A transformation of viral cells was not a reality. A cycle of birth to new generations of virus cells before death and decay following the natural cycle is the truth and a quite common reality among living populations of species.
With an intact exoskeleton (capsule), nematocysts exit pycnogonida gonopores as phages
Exponential Breeding
In an intact Pycnogonida, specialized coils lead to gonopores in the legs of the species. Gonopores are exposed openings that give birth to exponentially polyping generations of new Pycnogonida. A single gonopore exists on each section of every leg, between each joint. With eight legs, each having five sections, the Pycnogonida has 40 gonopores. Every gonopore can simultaneously spawn a single Pycnogonida. Every generation of newly spawned Pycnogonida grows from its parent's gonopores until it is released, often occurring only in the presence of survivable habitat or targeted host for parasite invasion. Each generation of spawned Pycnogonida is capable of spawning newer generations from its gonopores, even while still attached and growing from its own parent’s leg.

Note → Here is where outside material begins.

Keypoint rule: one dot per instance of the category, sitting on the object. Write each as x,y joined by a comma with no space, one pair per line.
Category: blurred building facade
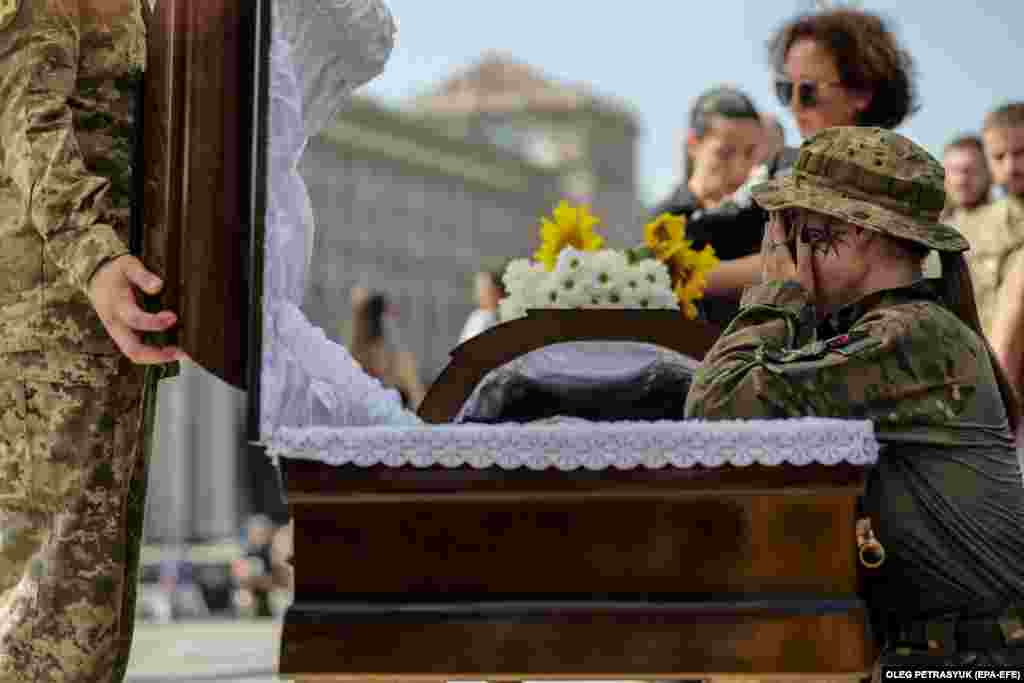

In effect, a first-generation Pycnogonida with a 3-meter leg span may spawn 40 attached Pycnogonida offspring with leg spans of 2 decimeters. 40 second-generation 2dm Pycnogonida may simultaneously spawn 1600 attached Pycnogonida with a 2cm leg span. The 1600 third-generation Pycnogonida may spawn 64,000 attached Pycnogonida with a 2mm leg span. The 64,000 fourth-generation Pycnogonida may spawn 2,560,000 attached Pycnogonida with a 200-micrometer leg span. The 2,560,000 fifth-generation Pycnogonida may spawn 102,400,000 attached Pycnogonida with a leg span of 20 micrometers. The 102,400,000 sixth-generation Pycnogonida may spawn 4,096,000,000 Phage virus sized Pycnogonida.